Recently, Alice Hoffman had a bit of a blow-up over a bad review that gave away too many plot points. (Also, the review was not altogether positive.) So, she argues something like this:
“Critics, don’t spoil my plots. I control the release of information, and am careful about how things unfold.”
After I read Never Let Me Go by Kazuo Ishiguro, I read some of the critical reviews and author spotlights that came out with the book and they almost all gave away a significant piece of information about it—a piece of information that Ishiguro does not himself mention (though it is hinted at, of course) until page 80. At an author event, I asked Ishiguro about it, and his shrugged it off. He didn’t care. He argued something like this:
“The ‘mystery’ in the plot is not important, but instead the mystery of the characters is. The book is not about the idea that drives the plot, but the way the characters live in the world I have created for them.”

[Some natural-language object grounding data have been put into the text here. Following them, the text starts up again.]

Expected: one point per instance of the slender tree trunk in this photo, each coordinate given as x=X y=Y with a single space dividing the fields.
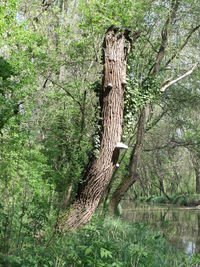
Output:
x=115 y=50
x=130 y=179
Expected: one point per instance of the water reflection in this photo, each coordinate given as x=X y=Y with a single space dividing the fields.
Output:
x=181 y=226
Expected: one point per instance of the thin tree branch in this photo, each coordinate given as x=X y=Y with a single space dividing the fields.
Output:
x=169 y=83
x=67 y=92
x=183 y=45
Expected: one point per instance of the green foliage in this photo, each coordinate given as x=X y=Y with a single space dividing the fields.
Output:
x=108 y=243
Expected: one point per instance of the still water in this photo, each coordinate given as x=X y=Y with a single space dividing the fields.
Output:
x=181 y=226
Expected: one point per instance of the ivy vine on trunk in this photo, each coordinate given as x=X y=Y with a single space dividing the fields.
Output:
x=116 y=47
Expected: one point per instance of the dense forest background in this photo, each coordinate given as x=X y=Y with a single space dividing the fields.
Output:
x=51 y=71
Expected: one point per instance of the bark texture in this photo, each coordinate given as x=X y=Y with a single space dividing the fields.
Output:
x=130 y=179
x=116 y=47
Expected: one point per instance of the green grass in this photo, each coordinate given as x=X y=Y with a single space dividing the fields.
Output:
x=111 y=242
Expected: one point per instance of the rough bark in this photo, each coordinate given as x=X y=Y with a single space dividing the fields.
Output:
x=130 y=179
x=115 y=50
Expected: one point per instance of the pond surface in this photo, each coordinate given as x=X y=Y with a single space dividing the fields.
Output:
x=181 y=226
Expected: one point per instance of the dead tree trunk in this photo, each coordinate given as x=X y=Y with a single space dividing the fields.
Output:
x=116 y=47
x=131 y=177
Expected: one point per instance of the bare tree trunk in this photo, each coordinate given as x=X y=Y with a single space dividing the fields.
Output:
x=130 y=179
x=116 y=49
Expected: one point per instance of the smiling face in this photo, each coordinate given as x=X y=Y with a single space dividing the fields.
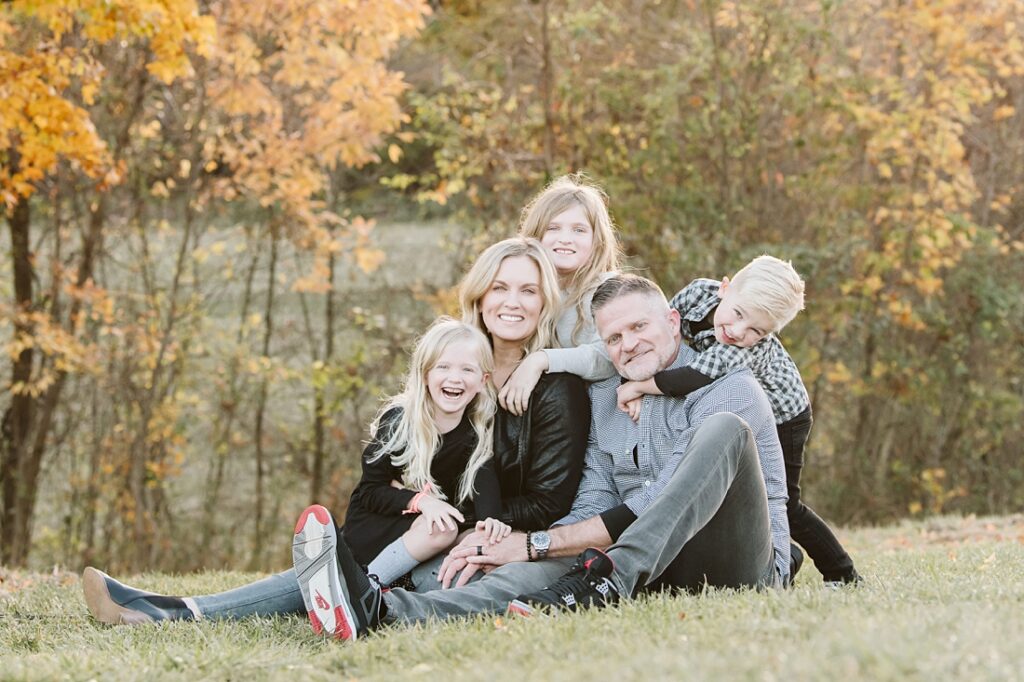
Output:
x=568 y=239
x=511 y=307
x=641 y=334
x=455 y=379
x=736 y=322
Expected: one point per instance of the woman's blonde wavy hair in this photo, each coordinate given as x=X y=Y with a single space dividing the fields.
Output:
x=563 y=194
x=477 y=282
x=414 y=438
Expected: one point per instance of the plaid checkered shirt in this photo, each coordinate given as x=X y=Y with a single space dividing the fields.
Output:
x=768 y=359
x=611 y=477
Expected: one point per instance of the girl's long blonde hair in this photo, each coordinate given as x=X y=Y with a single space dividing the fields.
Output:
x=413 y=439
x=477 y=282
x=563 y=194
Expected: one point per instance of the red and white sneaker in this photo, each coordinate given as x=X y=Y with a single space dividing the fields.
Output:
x=341 y=600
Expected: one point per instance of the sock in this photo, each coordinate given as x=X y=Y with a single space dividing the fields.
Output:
x=393 y=562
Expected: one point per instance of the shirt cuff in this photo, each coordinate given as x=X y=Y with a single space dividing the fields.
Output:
x=616 y=520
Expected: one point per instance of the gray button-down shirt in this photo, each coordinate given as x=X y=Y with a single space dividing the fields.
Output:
x=611 y=477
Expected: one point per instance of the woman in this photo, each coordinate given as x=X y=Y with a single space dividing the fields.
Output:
x=511 y=293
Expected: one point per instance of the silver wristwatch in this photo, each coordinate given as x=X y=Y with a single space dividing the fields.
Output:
x=541 y=542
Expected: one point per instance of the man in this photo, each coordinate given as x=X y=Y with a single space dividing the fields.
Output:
x=692 y=494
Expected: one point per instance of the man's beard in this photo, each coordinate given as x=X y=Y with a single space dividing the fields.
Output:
x=652 y=363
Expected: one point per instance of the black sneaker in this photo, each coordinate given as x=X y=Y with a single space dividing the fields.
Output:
x=340 y=598
x=116 y=603
x=796 y=561
x=848 y=579
x=587 y=584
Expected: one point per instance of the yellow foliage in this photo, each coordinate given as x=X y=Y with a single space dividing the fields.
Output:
x=40 y=116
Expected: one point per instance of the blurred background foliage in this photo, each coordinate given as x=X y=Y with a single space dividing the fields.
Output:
x=227 y=224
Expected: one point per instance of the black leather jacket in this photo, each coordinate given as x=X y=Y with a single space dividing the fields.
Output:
x=539 y=456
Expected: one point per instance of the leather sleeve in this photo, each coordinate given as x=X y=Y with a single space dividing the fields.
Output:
x=558 y=426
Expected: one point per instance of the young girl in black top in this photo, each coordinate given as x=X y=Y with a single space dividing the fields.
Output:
x=428 y=465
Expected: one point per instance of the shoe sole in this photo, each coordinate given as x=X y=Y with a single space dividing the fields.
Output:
x=520 y=608
x=102 y=606
x=314 y=555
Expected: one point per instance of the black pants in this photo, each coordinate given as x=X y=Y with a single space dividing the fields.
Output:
x=806 y=527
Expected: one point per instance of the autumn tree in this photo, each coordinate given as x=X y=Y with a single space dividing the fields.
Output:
x=155 y=114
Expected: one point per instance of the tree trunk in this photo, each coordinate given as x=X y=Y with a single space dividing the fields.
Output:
x=547 y=94
x=316 y=484
x=18 y=418
x=261 y=407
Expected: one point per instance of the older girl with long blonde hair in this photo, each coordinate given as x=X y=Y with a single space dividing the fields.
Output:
x=570 y=219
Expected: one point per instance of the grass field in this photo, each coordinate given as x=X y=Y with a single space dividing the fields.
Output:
x=943 y=599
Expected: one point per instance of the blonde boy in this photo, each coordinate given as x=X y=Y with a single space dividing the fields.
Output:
x=732 y=324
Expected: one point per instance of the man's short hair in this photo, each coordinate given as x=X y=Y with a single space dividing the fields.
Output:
x=623 y=285
x=771 y=286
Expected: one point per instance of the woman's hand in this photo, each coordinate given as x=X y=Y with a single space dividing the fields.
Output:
x=439 y=513
x=514 y=395
x=495 y=530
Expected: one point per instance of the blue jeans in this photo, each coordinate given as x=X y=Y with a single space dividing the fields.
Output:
x=274 y=595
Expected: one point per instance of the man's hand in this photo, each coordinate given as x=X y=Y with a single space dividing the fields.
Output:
x=495 y=529
x=453 y=564
x=514 y=395
x=475 y=553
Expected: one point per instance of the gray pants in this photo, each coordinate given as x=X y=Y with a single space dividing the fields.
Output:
x=709 y=525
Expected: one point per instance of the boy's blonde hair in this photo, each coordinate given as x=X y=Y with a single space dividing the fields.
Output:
x=563 y=194
x=481 y=274
x=771 y=286
x=414 y=438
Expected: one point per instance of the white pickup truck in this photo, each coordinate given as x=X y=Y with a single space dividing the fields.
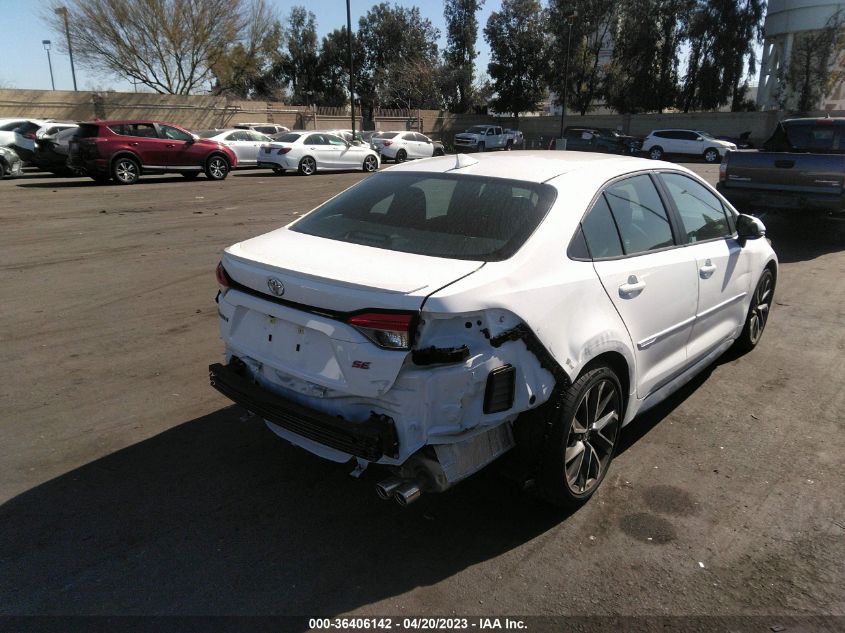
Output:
x=480 y=138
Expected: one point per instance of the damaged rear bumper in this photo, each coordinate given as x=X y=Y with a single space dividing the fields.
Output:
x=371 y=439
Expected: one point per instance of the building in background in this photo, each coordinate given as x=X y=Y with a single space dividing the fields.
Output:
x=786 y=22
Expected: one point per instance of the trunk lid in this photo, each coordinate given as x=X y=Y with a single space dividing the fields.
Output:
x=788 y=172
x=298 y=335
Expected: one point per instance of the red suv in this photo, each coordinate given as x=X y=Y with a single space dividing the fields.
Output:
x=124 y=150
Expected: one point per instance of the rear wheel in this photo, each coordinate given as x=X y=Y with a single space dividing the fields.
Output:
x=582 y=439
x=126 y=171
x=370 y=163
x=758 y=313
x=307 y=166
x=711 y=155
x=216 y=168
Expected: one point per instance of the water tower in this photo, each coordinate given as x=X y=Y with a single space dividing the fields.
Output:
x=784 y=20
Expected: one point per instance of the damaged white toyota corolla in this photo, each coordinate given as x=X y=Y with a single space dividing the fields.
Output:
x=439 y=314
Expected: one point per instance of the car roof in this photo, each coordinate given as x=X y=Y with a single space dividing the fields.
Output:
x=529 y=166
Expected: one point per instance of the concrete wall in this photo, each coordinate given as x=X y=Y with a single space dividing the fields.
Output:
x=198 y=112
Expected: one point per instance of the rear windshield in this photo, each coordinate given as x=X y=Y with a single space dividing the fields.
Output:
x=440 y=215
x=87 y=131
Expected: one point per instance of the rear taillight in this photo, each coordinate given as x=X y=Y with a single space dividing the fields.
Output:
x=390 y=330
x=222 y=276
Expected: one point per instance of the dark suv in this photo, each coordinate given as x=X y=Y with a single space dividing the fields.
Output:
x=124 y=150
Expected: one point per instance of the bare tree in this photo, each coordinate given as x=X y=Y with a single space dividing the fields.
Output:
x=168 y=45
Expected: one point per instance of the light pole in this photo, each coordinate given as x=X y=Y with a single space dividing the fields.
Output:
x=62 y=11
x=351 y=77
x=47 y=46
x=569 y=20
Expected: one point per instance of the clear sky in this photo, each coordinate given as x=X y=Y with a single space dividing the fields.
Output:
x=24 y=63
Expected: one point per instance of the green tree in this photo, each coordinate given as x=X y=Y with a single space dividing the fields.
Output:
x=519 y=56
x=721 y=36
x=458 y=71
x=643 y=73
x=299 y=63
x=812 y=72
x=393 y=38
x=592 y=24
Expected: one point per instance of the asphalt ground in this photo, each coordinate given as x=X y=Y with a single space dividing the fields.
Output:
x=130 y=487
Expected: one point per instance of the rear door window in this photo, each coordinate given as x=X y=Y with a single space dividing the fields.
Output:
x=702 y=214
x=639 y=214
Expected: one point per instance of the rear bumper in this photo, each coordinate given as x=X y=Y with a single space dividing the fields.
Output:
x=371 y=439
x=767 y=199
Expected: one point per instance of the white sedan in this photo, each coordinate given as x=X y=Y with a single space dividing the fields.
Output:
x=309 y=152
x=438 y=315
x=245 y=143
x=402 y=146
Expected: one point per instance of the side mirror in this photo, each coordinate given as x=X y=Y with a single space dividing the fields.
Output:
x=749 y=228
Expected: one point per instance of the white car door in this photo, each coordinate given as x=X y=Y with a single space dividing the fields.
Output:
x=652 y=285
x=724 y=273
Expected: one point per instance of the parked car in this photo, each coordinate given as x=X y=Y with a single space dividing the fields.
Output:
x=7 y=130
x=11 y=166
x=417 y=321
x=401 y=146
x=480 y=138
x=308 y=152
x=245 y=143
x=264 y=128
x=125 y=150
x=598 y=139
x=742 y=141
x=660 y=143
x=801 y=168
x=28 y=135
x=51 y=152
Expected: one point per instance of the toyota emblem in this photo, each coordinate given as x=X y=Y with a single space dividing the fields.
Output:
x=276 y=286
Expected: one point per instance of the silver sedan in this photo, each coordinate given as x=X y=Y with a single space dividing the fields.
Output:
x=245 y=143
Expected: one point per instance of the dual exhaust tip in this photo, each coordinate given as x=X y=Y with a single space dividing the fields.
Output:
x=403 y=491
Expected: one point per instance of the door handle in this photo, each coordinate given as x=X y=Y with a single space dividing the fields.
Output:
x=632 y=288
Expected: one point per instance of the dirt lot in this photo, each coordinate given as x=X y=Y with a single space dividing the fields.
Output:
x=129 y=486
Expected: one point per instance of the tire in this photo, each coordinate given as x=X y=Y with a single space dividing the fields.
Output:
x=758 y=313
x=370 y=163
x=307 y=166
x=583 y=438
x=711 y=155
x=216 y=167
x=125 y=170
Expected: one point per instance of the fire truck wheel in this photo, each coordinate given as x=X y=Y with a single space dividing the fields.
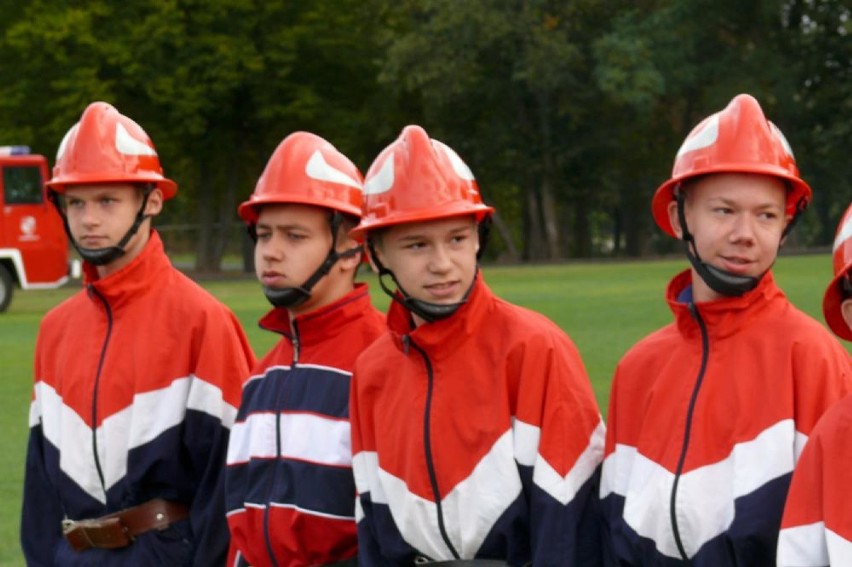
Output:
x=7 y=287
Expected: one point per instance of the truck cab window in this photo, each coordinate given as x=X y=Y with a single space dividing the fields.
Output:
x=23 y=185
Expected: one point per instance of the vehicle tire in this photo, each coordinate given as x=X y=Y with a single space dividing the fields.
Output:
x=7 y=288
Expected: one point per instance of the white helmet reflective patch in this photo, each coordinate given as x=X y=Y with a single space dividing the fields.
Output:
x=130 y=146
x=382 y=181
x=459 y=166
x=782 y=139
x=319 y=169
x=705 y=136
x=844 y=233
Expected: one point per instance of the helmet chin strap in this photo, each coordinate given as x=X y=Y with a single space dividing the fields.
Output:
x=290 y=297
x=108 y=254
x=720 y=281
x=429 y=312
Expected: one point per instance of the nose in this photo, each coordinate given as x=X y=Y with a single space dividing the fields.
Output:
x=88 y=215
x=440 y=261
x=743 y=229
x=268 y=250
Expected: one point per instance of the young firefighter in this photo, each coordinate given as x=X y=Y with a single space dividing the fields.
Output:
x=291 y=494
x=817 y=525
x=137 y=376
x=474 y=427
x=708 y=415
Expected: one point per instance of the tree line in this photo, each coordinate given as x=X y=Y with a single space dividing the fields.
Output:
x=568 y=112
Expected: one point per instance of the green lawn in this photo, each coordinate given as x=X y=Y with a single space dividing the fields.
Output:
x=605 y=307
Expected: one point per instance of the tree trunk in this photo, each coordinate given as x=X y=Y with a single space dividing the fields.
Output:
x=500 y=226
x=204 y=246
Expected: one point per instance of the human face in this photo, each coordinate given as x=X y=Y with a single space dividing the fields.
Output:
x=100 y=215
x=433 y=261
x=293 y=240
x=737 y=221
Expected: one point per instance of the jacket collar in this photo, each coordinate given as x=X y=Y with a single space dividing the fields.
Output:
x=442 y=337
x=135 y=278
x=323 y=323
x=724 y=316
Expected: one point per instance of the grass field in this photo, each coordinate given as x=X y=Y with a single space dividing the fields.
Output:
x=605 y=307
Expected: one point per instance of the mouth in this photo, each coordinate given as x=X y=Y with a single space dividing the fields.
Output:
x=737 y=264
x=91 y=241
x=273 y=279
x=444 y=291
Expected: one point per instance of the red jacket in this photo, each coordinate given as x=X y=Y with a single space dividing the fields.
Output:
x=707 y=417
x=817 y=525
x=137 y=381
x=291 y=495
x=476 y=436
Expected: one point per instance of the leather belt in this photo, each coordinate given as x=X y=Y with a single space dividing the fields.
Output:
x=469 y=562
x=120 y=528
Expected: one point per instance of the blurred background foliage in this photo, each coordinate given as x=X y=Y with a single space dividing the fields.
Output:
x=568 y=112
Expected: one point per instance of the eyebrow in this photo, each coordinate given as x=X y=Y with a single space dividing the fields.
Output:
x=733 y=203
x=420 y=236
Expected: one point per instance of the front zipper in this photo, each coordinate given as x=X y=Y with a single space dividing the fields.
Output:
x=94 y=292
x=294 y=340
x=705 y=352
x=427 y=443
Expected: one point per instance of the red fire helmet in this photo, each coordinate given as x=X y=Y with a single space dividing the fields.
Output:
x=416 y=179
x=738 y=139
x=107 y=147
x=306 y=169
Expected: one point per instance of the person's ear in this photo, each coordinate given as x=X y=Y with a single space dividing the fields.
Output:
x=154 y=205
x=674 y=219
x=846 y=311
x=349 y=263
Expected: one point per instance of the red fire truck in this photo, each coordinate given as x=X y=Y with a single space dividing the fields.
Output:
x=33 y=245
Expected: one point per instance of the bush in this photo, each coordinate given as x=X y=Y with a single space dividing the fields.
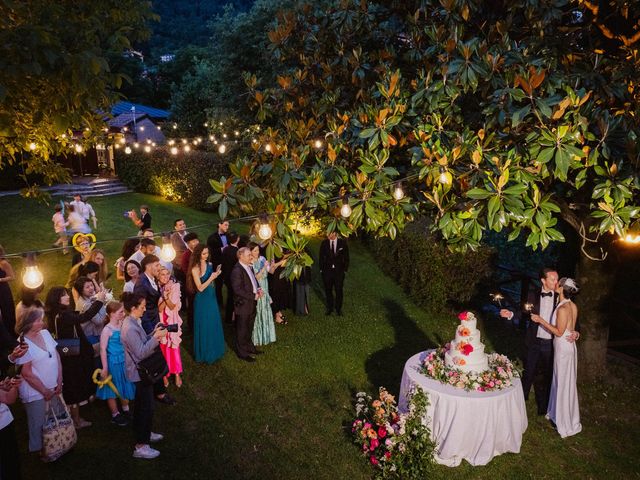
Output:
x=183 y=177
x=433 y=276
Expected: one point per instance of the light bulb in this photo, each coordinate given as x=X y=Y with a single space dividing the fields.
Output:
x=32 y=277
x=345 y=210
x=168 y=253
x=265 y=231
x=398 y=192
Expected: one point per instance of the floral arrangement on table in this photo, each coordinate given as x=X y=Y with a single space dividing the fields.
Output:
x=398 y=445
x=500 y=374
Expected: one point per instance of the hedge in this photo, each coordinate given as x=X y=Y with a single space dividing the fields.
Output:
x=183 y=177
x=436 y=278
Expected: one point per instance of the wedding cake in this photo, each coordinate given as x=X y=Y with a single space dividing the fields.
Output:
x=466 y=352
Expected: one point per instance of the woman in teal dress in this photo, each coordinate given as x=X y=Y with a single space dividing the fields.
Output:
x=264 y=330
x=208 y=338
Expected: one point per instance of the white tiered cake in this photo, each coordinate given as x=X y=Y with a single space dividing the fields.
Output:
x=466 y=352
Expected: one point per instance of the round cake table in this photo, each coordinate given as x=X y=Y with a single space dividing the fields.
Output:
x=474 y=426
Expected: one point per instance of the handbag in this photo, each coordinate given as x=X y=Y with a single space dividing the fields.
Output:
x=153 y=368
x=58 y=432
x=67 y=347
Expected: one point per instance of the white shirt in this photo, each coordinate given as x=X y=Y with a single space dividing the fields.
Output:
x=5 y=416
x=44 y=364
x=546 y=310
x=252 y=276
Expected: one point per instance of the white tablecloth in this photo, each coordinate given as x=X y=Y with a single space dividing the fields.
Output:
x=474 y=426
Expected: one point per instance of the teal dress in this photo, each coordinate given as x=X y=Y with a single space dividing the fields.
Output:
x=115 y=360
x=208 y=337
x=264 y=330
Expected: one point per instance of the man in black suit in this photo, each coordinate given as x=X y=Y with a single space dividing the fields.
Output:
x=229 y=260
x=215 y=243
x=148 y=288
x=246 y=293
x=539 y=341
x=334 y=263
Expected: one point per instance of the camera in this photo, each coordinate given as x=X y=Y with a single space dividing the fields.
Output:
x=171 y=328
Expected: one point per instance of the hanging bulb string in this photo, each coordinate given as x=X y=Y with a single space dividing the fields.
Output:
x=210 y=224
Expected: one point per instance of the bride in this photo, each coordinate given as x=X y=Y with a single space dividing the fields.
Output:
x=563 y=401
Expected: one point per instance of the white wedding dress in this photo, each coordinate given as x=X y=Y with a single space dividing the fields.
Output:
x=563 y=401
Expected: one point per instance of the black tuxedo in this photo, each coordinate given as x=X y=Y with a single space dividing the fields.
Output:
x=215 y=245
x=151 y=315
x=333 y=266
x=539 y=357
x=244 y=309
x=229 y=260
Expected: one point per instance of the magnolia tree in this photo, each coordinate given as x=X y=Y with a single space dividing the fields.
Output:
x=497 y=116
x=56 y=80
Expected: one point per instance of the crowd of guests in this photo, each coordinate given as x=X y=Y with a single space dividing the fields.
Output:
x=107 y=332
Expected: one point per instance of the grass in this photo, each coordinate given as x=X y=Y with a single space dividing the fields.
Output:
x=283 y=417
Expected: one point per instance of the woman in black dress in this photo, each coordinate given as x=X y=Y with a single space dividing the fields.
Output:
x=64 y=323
x=7 y=307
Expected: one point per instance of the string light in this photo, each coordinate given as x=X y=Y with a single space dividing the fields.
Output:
x=167 y=253
x=398 y=192
x=32 y=277
x=345 y=210
x=265 y=232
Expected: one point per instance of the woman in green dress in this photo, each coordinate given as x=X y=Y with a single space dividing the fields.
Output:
x=264 y=329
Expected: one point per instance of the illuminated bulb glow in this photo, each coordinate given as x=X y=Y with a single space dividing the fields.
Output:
x=265 y=231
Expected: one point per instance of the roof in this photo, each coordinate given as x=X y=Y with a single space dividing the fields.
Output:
x=126 y=107
x=125 y=119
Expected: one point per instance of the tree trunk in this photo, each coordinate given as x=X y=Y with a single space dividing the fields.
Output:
x=595 y=281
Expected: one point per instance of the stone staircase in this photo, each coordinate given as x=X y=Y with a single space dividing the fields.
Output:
x=89 y=187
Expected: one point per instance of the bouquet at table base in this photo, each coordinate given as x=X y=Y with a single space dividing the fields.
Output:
x=398 y=445
x=463 y=363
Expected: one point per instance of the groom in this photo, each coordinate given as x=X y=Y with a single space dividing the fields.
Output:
x=539 y=341
x=246 y=293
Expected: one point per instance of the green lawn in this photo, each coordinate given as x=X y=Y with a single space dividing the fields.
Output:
x=283 y=417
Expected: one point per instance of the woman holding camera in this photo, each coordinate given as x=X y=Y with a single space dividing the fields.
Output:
x=77 y=369
x=169 y=309
x=41 y=371
x=138 y=346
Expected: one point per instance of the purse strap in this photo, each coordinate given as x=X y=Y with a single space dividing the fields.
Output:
x=55 y=321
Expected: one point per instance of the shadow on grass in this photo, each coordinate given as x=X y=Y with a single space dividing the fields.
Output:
x=384 y=368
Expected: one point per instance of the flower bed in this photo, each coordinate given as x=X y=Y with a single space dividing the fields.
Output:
x=500 y=374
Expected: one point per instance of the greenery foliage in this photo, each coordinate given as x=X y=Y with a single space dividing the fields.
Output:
x=183 y=178
x=55 y=77
x=433 y=276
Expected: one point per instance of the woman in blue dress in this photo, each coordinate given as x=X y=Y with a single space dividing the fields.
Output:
x=208 y=338
x=264 y=330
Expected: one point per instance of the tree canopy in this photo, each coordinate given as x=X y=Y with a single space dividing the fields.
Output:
x=55 y=77
x=502 y=116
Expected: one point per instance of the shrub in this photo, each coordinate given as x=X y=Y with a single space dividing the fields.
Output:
x=433 y=276
x=183 y=177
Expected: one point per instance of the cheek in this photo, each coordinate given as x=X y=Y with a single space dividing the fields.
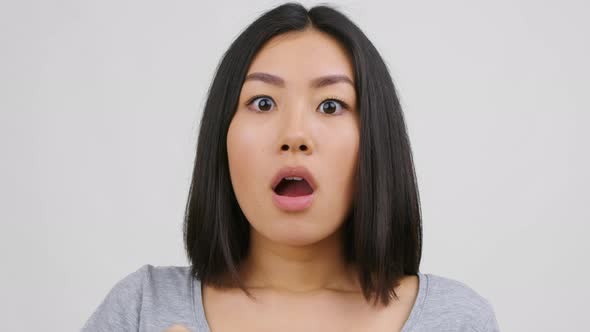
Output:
x=245 y=158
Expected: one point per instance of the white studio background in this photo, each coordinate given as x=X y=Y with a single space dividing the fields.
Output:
x=100 y=102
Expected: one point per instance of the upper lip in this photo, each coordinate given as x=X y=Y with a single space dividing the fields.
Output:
x=299 y=171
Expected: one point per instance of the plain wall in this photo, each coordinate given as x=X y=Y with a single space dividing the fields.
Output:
x=100 y=103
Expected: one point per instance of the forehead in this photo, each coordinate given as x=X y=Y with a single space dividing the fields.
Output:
x=302 y=55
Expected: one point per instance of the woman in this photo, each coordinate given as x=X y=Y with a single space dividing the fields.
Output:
x=303 y=213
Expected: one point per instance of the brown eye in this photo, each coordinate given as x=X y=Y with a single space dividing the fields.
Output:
x=262 y=104
x=331 y=106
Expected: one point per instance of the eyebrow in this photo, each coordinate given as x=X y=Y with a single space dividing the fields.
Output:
x=319 y=82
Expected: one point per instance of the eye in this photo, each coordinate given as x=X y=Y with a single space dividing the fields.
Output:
x=333 y=106
x=261 y=103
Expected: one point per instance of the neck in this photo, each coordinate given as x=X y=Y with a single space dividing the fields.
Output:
x=298 y=269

Is someone right here? I really don’t know. Is Hoffman suggesting that the pleasure of reading her book is primarily in following the plot? And that if we know what happens, we’ll be disinclined to read it? If Ishiguro doesn’t care about what the critics revealed about his book, why did he wait for 80 pages to reveal it himself? The revelation was, in my reading experience, a very powerful one. Is he wrong to be fine with a critic depriving a reader of that powerful experience?
Are these two unrelated situations that I am throwing together?